Buy and Hold. Really Hold
"The Voya Corporate Leaders Trust Fund, now run by a unit of Voya Financial Inc., bought equal amounts of stock in 30 major US corporations in 1935 and hasn't picked a new stock since."
"Over the five-year period ended Feb. 24, the fund returned an average of 17.32 percent a year, including fees, 1.03 percentage point better than the S&P 500, said Morningstar. For the 10 years ended Feb. 24, the fund returned an average of 9.40 percent a year, including fees, 1.32 percentage point better than the S&P 500."
"The founders of the Trust bought equal shares of 30 leading companies in 1935 and decreed they could never be sold. The only exception was companies that went bankrupt, merged or spun off."
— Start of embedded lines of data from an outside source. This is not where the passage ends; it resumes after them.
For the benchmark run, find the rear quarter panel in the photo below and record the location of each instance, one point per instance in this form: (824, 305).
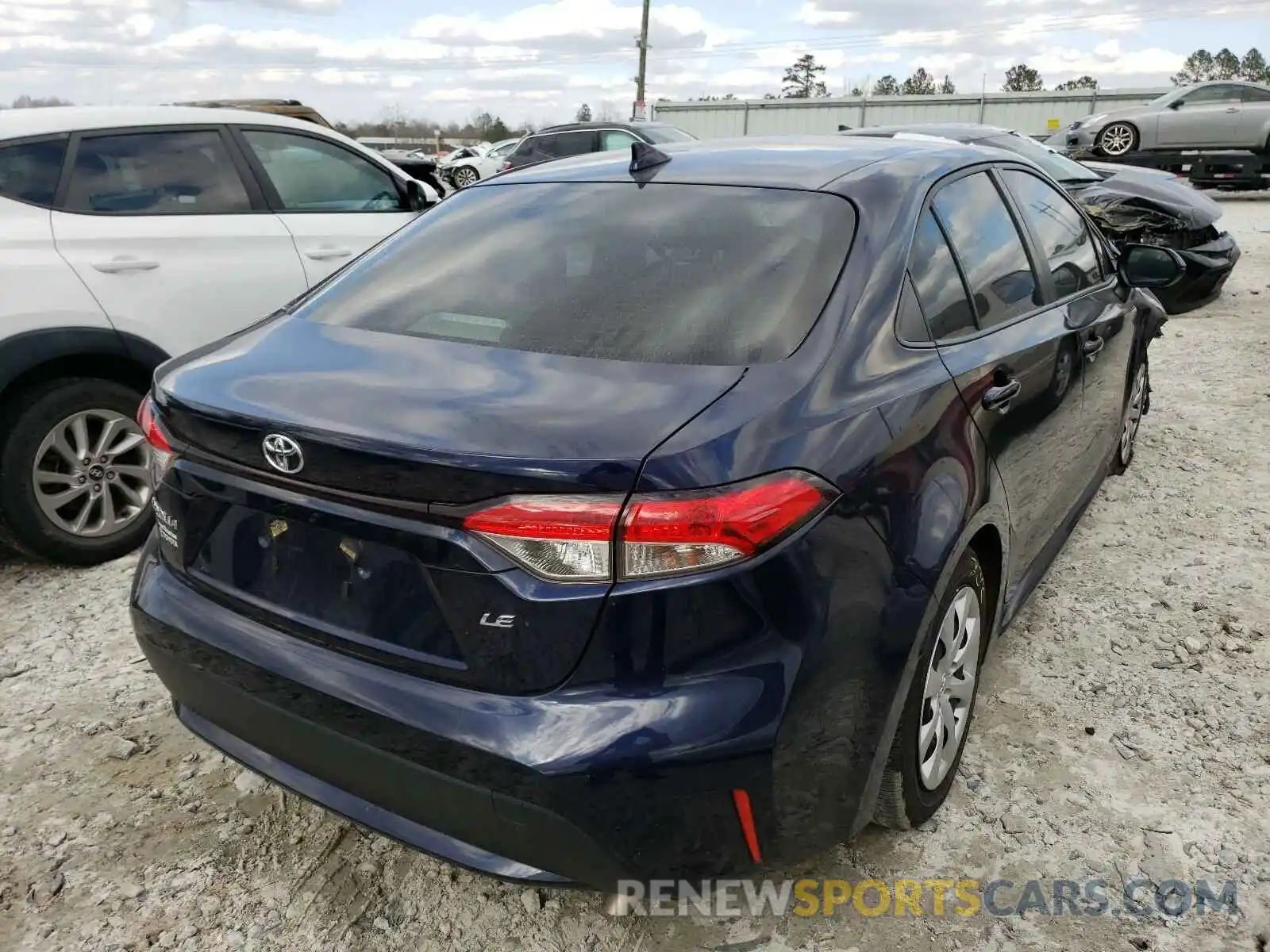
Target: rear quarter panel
(832, 616)
(37, 289)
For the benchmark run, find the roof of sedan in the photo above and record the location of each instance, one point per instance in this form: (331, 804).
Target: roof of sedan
(71, 118)
(787, 162)
(959, 131)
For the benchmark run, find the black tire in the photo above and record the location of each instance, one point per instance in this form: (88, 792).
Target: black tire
(1121, 457)
(25, 420)
(1110, 139)
(903, 801)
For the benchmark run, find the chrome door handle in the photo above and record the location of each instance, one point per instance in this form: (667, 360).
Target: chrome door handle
(321, 254)
(999, 397)
(125, 264)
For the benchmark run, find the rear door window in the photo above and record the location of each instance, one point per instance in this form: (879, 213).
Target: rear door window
(666, 273)
(565, 144)
(311, 175)
(156, 173)
(615, 139)
(1058, 230)
(29, 171)
(937, 283)
(1210, 95)
(990, 248)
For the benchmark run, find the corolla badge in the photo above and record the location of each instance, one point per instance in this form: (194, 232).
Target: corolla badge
(283, 454)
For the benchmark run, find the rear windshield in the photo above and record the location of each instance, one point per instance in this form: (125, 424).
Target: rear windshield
(664, 135)
(668, 273)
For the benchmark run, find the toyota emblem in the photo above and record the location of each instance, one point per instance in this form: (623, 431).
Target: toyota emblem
(283, 454)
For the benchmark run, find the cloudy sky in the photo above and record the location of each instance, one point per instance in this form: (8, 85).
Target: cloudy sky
(365, 59)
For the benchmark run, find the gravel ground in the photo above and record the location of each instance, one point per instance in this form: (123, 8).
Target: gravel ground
(1122, 730)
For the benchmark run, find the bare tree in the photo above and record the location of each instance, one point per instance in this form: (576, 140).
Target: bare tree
(25, 102)
(1080, 83)
(920, 84)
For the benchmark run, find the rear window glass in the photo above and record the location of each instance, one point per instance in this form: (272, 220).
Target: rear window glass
(660, 273)
(664, 135)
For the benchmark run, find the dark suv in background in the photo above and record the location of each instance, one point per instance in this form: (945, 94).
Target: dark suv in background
(583, 137)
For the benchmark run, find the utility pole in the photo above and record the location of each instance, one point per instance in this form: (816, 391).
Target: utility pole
(641, 107)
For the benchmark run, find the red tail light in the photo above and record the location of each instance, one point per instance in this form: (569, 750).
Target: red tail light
(162, 455)
(575, 539)
(149, 424)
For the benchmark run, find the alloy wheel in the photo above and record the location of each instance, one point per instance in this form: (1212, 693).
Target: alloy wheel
(1133, 414)
(1117, 139)
(949, 692)
(92, 474)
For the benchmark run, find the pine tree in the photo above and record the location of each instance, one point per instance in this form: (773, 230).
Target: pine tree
(803, 79)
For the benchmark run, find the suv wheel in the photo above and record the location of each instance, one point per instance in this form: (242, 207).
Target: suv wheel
(74, 473)
(937, 717)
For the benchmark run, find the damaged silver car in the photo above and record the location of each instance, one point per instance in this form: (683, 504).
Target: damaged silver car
(1130, 205)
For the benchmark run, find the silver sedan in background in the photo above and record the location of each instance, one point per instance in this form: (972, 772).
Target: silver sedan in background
(1223, 114)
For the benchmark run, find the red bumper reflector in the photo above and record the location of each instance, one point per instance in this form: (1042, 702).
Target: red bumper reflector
(741, 800)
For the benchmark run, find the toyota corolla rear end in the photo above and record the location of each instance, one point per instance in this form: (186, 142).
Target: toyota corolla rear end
(403, 543)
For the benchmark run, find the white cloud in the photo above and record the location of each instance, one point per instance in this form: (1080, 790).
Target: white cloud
(813, 16)
(548, 56)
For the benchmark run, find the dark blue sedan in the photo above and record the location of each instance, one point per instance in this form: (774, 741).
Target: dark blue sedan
(643, 516)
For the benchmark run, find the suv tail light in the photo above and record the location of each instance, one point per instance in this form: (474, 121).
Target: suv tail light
(162, 455)
(577, 539)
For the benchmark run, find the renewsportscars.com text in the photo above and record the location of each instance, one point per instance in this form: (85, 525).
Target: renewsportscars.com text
(935, 898)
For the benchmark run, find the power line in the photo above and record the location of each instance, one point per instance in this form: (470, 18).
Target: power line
(855, 40)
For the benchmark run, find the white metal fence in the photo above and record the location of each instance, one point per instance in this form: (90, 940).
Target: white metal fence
(1029, 113)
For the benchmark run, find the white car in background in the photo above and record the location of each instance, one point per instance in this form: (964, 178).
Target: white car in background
(130, 235)
(471, 169)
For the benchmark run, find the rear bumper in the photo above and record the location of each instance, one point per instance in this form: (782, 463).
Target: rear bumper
(1206, 271)
(554, 789)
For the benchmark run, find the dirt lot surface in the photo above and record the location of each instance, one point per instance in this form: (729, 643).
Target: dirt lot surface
(1122, 734)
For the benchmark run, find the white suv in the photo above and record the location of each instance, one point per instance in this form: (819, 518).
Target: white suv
(131, 235)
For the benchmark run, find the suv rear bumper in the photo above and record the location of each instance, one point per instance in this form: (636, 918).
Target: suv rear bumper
(552, 789)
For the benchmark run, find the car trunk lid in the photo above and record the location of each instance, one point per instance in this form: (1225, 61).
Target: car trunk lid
(359, 547)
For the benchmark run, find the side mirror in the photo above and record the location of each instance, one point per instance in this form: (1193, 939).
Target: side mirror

"The transparency and flexibility, and the security and comfort thus offered to small investors, made MIT a uniquely American contribution to finance...Good ideas usually have simple beginnings: it's the very simplicity of the concept that makes them ultimately successful. This one was brilliant."
"Just as a slight change in a golfer's grip and stance may improve his game, so a little more emphasis on buying for keeps, a little more determination not to be tempted to sell...may fatten your portfolio. In Alice in Wonderland, one had to run fast in order to stand still. In the stock market, the evidence suggests, one who buys right must stand still in order to run fast."